Neurotransmitter systems can be affected by inflammation via the reduction in monoamine synthesis. Monoamine neurotransmitters such as dopamine, norepinephrine, and serotonin are primarily associated with the development of depression [17]. Increased dopamine signaling was found to be associated with lower levels of depressive symptoms among Asian samples [18]. However, a contradictory result was found among Caucasian samples in the same study [18]. In addition, neurotransmitters such as glutamate and GABA can also be affected by inflammation. A study on depressed adolescents found that higher levels of pro-inflammatory cytokines are associated with higher levels of glutamate [19]. Increased body levels of glutamic acid could lead to hyperglutamatergic neurotransmission, which may result in the occurrence of depression [20]. Another study showed that patients with a first episode of depression had significantly decreased glutamate and increased GABA levels compared to healthy controls [21].

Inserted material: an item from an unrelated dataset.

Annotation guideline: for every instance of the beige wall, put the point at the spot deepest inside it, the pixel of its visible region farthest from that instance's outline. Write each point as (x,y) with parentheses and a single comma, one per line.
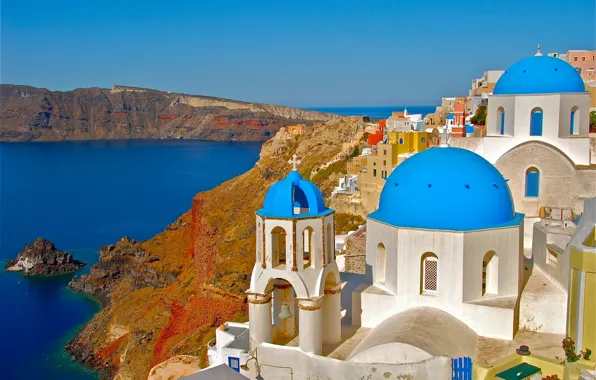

Serum lipids may be linked to depression via the alteration of serotonin metabolism, the neurotransmitter in our brain that regulates our mood. Cholesterol has a crucial role in brain development and in neuron-to-neuron signaling [22]. Past studies showed that low-density lipoprotein (LDL) cholesterol levels are associated with depression [23,24,25]. LDL cholesterol can reduce the availability of serotonin and increase depression risk [26] by directly impairing the function of the serotonin 1A receptor in the brain. Activation of this receptor is associated with many other neurotransmitters related to the recovery and repair of neurons, as well as depression [27]. Daut and Fonken [28] suggested that alterations in the serotonin system may disrupt circadian rhythms and increase a person’s susceptibility to depression. A recent study found a rapid response to selective serotonin reuptake inhibitors (SSRIs) in post-COVID-19 depressed patients, and their findings suggest that SSRIs could be an effective depression treatment option for the neuroinflammation triggered by SARS-CoV-2 [29]. However, there is a recent review that opposes the idea that serotonin causes depression. The researchers found no consistent evidence showing an association between serotonin and depression [30].

5. Conclusions

In short, most protein markers identified in this study were related to inflammation and lipid transport. The discovery and identification of easily accessible depression biomarkers such as serum proteins could enhance our understanding of the pathophysiology of depression, as well as providing possible treatment targets for depression. Future studies with healthy controls are much needed to further confirm the role of these biomarkers in depression. Future studies could also look into the relationship between these inflammation markers and dietary patterns, so that we can modify our food intake for the early prevention of depression.